I was given the following information:
A young couple decide that they want to buy a house for 220000. They have saved a deposit of 80000 and are confident that they can pay 2500 per month, starting in 3 months' time to amortise their loan. The current interest rate is 20% p.a., compounded monthly.
The question:
What will the amount of the last payment (less than 2500) be?
Now I thought all payments would be 2500, if the loan is to be amortised?
If $P$ is your payment and $L$ is the loan amount, then $$L=P\left(\frac{1-\frac{1}{(1+i)^n}}{i}\right)$$
You are solving for $n$, since you already know $L, P,$ and $i$. $n$ will tell you the term of the loan, but it will most likely not be a natural number.
Then set
$$L_n=P\left(\frac{1-\frac{1}{(1+i)^{\lfloor{n}\rfloor}}}{i}\right)$$ (I substituted $\lfloor{n}\rfloor$ back in the expression).
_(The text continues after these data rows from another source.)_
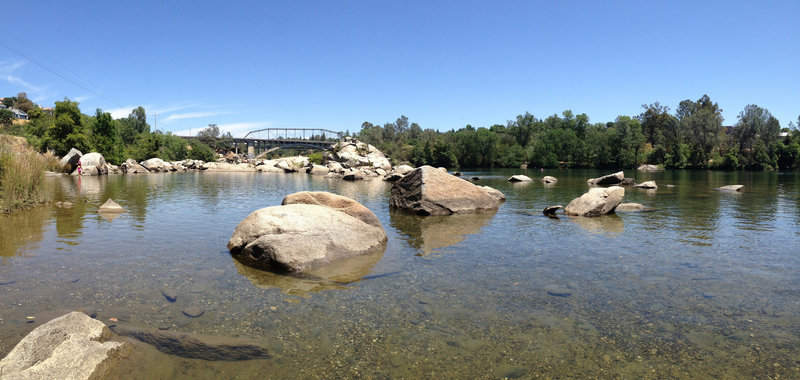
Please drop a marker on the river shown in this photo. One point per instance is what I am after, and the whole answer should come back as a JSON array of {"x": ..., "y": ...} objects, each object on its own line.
[{"x": 706, "y": 285}]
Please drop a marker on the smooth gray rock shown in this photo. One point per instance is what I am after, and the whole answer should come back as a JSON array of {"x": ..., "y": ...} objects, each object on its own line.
[
  {"x": 551, "y": 210},
  {"x": 430, "y": 191},
  {"x": 93, "y": 160},
  {"x": 647, "y": 185},
  {"x": 630, "y": 207},
  {"x": 596, "y": 202},
  {"x": 610, "y": 179},
  {"x": 308, "y": 230},
  {"x": 519, "y": 178},
  {"x": 70, "y": 160},
  {"x": 732, "y": 188},
  {"x": 317, "y": 170},
  {"x": 154, "y": 165},
  {"x": 110, "y": 206},
  {"x": 73, "y": 346}
]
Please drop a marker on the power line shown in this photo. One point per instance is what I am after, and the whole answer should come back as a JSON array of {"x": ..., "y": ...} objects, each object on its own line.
[{"x": 62, "y": 76}]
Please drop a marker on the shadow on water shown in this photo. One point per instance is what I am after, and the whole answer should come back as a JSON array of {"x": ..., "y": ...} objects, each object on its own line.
[
  {"x": 430, "y": 234},
  {"x": 331, "y": 276},
  {"x": 609, "y": 225}
]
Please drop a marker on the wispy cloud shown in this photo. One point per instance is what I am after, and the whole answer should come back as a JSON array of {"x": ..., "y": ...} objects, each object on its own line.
[
  {"x": 7, "y": 73},
  {"x": 192, "y": 115}
]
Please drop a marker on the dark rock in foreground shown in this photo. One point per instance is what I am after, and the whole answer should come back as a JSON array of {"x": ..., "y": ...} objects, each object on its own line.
[
  {"x": 610, "y": 179},
  {"x": 308, "y": 230},
  {"x": 73, "y": 346}
]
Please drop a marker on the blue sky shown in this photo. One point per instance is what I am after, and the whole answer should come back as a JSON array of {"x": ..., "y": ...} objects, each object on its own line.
[{"x": 444, "y": 64}]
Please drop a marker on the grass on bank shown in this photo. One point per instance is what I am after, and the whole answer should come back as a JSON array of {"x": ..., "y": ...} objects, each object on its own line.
[{"x": 22, "y": 176}]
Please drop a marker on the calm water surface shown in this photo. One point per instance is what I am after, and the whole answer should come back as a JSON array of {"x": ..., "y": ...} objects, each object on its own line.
[{"x": 705, "y": 286}]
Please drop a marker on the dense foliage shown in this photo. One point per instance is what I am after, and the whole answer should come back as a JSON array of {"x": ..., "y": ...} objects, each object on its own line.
[
  {"x": 693, "y": 137},
  {"x": 115, "y": 139}
]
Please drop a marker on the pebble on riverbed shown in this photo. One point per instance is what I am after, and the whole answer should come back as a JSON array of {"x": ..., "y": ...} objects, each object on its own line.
[
  {"x": 558, "y": 291},
  {"x": 193, "y": 311},
  {"x": 170, "y": 294}
]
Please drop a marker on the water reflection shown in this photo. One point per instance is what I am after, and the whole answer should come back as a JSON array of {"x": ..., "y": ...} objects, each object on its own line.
[
  {"x": 610, "y": 225},
  {"x": 334, "y": 275},
  {"x": 21, "y": 229},
  {"x": 432, "y": 233}
]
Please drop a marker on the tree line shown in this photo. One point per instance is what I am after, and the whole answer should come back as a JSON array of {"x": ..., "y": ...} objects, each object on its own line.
[
  {"x": 116, "y": 139},
  {"x": 693, "y": 137}
]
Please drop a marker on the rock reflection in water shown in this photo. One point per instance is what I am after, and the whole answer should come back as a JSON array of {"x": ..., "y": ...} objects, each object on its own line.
[
  {"x": 431, "y": 233},
  {"x": 611, "y": 224},
  {"x": 22, "y": 228},
  {"x": 335, "y": 275}
]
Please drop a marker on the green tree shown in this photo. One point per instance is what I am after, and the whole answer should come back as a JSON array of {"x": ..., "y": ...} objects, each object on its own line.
[
  {"x": 6, "y": 117},
  {"x": 700, "y": 125},
  {"x": 22, "y": 103},
  {"x": 67, "y": 130},
  {"x": 105, "y": 137}
]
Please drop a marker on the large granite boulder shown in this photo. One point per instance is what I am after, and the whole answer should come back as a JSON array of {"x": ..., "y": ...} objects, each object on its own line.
[
  {"x": 73, "y": 346},
  {"x": 429, "y": 191},
  {"x": 596, "y": 202},
  {"x": 93, "y": 164},
  {"x": 70, "y": 161},
  {"x": 317, "y": 169},
  {"x": 647, "y": 185},
  {"x": 610, "y": 179},
  {"x": 308, "y": 230},
  {"x": 154, "y": 165},
  {"x": 519, "y": 178}
]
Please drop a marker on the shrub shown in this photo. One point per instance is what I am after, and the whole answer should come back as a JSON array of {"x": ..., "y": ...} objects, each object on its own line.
[{"x": 22, "y": 179}]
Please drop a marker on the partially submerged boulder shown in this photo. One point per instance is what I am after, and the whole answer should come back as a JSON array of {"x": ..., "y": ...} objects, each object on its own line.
[
  {"x": 610, "y": 179},
  {"x": 647, "y": 185},
  {"x": 430, "y": 191},
  {"x": 519, "y": 178},
  {"x": 648, "y": 168},
  {"x": 154, "y": 165},
  {"x": 309, "y": 229},
  {"x": 732, "y": 188},
  {"x": 551, "y": 210},
  {"x": 630, "y": 207},
  {"x": 93, "y": 164},
  {"x": 596, "y": 202},
  {"x": 73, "y": 346},
  {"x": 317, "y": 169},
  {"x": 110, "y": 206},
  {"x": 70, "y": 161}
]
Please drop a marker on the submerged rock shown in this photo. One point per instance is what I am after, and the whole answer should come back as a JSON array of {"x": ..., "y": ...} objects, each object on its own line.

Your drop payment should be $L-L_n$
Note, you have to convert your annual percentage to monthly. Use the following conversion: $$(1+i)^n=\left(1+\frac{i^{(12)}}{12}\right)^{12n}$$
Finally, it says that you are waiting 3 months to begin payments so assuming interest is accruing, your initial $L$ should be $140,000(1+.0153095)^3=146,528.932.$
(since your monthly interest using the above formula is $1.53095\%$)
So you have this expression $$146,528.095=2,500\left(\frac{1-(1.0153095)^{-n}}{.0153095}\right)$$ Solving for $n$ you get $n=149.806$. This tells us that our $150$th payment is not a full payment. Thus, $\lfloor{n}\rfloor=149$. Plugging this into the right hand side and solving for $L_n$ give us $$L_n=2,500\left(\frac{1-\frac{1}{(1.0153095)^{149}}}{.0153095}\right)=146,322.291$$ Finally, $L-L_n=146,528.932-146,322.291=206.641$
Hence, your final payment is $\$206.641$.